Irish gravestone transcripts



GRAVESTONE INSCRIPTIONS


In the past six years the numbers and quality of gravestone transcripts online have increased dramatically. Three Irish groups are dedicated to transcription and free publication, www.discovereverafter.com, www.irishgraveyards.ie, and www.historicgraves.com. The first two are companies supplying graveyard management services, with online transcript collections as a by-product. Discovereverafter is based in Derry, with most of its transcripts from counties Derry, Tyrone and Armagh (143 graveyards, August 2018). Irishgraveyards is based in Castlebar, and covers mainly Mayo, Galway and Donegal (74 graveyards). Historicgraves depends on volunteer community projects and records much more than the inscriptions, going into the detail of the heritage of each graveyard, photos and maps. It currently has transcripts for 484 cemeteries, mostly in Cork, Limerick and Tipperary, though there are significant numbers elsewhere. Parish-by-parish details are in the civil parish pages.
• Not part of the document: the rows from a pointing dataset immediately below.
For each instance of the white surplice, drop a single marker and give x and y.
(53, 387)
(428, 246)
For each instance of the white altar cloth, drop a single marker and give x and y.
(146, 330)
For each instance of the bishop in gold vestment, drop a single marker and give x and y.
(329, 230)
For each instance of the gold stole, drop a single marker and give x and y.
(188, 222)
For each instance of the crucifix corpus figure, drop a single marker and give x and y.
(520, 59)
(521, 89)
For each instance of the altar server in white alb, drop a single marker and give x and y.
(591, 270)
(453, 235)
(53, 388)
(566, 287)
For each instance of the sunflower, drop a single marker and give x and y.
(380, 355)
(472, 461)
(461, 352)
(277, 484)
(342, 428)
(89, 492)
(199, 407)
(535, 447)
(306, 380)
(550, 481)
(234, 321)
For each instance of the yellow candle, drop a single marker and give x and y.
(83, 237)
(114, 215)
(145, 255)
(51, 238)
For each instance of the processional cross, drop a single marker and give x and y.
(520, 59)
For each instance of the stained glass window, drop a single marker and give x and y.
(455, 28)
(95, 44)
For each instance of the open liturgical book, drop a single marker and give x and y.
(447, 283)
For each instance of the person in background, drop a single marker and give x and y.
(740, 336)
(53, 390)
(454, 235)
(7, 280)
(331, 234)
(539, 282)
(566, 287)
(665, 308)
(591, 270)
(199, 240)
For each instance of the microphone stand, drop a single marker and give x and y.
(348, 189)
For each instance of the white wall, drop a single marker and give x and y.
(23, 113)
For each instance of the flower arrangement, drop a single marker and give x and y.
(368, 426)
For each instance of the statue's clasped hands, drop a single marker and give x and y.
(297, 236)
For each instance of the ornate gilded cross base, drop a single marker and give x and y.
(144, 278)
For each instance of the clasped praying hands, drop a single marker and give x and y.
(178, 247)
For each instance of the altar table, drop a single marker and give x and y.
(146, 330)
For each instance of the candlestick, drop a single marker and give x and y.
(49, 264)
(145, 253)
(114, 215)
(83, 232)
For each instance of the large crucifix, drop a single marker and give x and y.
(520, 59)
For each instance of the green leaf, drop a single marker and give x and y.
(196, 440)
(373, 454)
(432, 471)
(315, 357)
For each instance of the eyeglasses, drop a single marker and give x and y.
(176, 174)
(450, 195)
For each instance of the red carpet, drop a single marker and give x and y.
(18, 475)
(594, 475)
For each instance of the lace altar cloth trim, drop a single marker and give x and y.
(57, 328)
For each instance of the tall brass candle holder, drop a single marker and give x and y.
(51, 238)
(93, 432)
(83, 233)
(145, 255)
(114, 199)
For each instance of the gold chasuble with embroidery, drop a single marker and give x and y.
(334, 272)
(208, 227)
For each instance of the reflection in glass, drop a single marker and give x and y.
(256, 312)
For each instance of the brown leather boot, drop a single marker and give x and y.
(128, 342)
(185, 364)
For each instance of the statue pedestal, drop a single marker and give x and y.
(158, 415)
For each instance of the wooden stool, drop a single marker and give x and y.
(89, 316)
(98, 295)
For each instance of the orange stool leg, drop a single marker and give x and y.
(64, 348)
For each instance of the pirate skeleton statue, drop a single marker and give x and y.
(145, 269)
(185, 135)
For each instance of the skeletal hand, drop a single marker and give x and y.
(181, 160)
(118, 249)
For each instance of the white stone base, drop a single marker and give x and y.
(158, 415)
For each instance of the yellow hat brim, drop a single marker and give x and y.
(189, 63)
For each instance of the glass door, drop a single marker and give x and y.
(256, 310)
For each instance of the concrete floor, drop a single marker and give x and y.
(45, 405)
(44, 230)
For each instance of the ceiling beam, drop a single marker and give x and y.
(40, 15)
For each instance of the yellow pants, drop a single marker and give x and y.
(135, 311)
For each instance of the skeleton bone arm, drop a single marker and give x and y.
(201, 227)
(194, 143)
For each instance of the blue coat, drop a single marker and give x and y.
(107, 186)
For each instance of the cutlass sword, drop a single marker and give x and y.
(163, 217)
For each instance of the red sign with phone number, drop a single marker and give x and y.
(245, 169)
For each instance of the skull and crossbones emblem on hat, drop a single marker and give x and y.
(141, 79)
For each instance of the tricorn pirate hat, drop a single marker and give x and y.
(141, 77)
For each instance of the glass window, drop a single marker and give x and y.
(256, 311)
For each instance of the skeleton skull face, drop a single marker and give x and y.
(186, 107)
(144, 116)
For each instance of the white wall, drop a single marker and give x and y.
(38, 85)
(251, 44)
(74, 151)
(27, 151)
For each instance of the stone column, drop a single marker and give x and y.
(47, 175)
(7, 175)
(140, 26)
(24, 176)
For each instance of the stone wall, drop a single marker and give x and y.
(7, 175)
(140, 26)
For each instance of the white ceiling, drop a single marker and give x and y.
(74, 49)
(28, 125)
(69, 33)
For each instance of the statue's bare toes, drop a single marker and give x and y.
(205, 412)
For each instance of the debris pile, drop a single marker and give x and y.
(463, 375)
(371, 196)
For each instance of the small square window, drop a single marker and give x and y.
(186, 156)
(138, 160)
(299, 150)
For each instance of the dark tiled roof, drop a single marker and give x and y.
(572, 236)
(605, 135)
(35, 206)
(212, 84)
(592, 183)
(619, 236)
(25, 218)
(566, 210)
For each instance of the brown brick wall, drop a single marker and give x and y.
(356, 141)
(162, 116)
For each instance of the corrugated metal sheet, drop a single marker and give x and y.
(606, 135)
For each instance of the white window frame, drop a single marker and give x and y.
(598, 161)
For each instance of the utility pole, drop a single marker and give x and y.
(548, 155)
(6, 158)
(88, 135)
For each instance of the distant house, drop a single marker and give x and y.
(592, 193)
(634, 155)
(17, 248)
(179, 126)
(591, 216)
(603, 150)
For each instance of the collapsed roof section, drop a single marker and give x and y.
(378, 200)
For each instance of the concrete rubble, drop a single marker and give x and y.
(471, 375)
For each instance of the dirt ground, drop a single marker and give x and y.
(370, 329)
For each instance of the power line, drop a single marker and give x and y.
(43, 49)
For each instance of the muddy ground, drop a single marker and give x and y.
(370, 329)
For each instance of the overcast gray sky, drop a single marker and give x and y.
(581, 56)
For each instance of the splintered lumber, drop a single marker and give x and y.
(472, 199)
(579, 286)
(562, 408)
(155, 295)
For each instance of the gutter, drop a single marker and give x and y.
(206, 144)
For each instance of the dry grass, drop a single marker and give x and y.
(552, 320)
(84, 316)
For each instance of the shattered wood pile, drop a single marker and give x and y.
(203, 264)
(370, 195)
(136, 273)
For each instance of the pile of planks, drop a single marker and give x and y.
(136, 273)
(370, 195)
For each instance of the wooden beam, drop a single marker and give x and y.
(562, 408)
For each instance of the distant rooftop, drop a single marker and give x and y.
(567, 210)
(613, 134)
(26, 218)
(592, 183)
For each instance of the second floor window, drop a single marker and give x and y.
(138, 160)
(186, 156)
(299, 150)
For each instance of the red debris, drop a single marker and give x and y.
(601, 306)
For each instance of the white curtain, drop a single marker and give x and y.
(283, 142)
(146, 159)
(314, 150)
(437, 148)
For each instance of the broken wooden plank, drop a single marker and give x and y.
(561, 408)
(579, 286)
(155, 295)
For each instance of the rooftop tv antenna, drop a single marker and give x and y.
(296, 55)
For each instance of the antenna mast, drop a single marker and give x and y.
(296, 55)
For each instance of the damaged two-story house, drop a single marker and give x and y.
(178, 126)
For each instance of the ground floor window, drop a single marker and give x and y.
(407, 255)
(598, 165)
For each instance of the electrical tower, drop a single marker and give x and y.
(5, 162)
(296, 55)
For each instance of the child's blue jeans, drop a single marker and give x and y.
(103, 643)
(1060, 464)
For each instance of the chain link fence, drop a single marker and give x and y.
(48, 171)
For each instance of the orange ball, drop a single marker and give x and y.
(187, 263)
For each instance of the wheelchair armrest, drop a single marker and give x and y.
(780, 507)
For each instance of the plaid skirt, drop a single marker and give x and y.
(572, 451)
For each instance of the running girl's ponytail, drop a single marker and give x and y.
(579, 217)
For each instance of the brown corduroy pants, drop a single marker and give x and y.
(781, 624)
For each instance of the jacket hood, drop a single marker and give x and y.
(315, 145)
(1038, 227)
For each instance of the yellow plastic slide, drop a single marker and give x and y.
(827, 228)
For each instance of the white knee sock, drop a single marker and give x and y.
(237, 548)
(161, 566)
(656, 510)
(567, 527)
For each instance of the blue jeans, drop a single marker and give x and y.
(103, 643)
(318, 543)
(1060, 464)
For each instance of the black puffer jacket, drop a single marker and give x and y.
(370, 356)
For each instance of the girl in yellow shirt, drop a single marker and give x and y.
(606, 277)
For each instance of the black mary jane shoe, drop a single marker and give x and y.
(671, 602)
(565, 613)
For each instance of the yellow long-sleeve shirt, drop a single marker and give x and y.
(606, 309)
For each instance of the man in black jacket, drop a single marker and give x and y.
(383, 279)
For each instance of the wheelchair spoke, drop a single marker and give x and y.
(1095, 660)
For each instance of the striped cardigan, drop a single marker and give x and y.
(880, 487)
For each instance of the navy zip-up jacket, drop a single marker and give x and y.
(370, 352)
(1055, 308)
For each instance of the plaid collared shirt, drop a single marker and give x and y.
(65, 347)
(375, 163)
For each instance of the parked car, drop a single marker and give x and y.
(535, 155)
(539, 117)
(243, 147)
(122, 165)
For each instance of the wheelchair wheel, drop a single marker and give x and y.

In addition, the Cantwell collection of transcripts covering all of Wexford and Wicklow and most of the Mayo and Galway seaboard is available on FindMyPast.ie. Clare County Library has transcriptions from more than 120 graveyards in the county.

Many of the collections of transcripts held by local heritage centres are beginning to appear online at rootsireland.ie . For counties where this is the case, parish-by-parish details are in the civil parish pages. This site does not cover the transcripts published in the Journal of the Association for the Preservation of the Memorials of the Dead, since the records are not treated in a geographically consistent way. Nonetheless, over the 47 years of its existence between 1888 and 1934, the Journal published a huge volume of inscriptions, many of which have since been destroyed. A composite index to surnames and places for the first twenty years of publication was published in 1910; the remaining volumes have their own indexes. The journals up to 1909 are online at www.archive.org. An index to the coats of arms in the Journal compiled by the Genealogical Office is online at goo.gl/hLntru.

The largest sites for volunteer-submitted transcripts are www.findagrave.com and www.interment.net. Many of the transcripts on these are only partial. The most durable site is www.interment.net, and where it holds significant numbers for a county, this is indicated. The IGP Archives also have significant numbers of volunteer headstone photos and transcripts.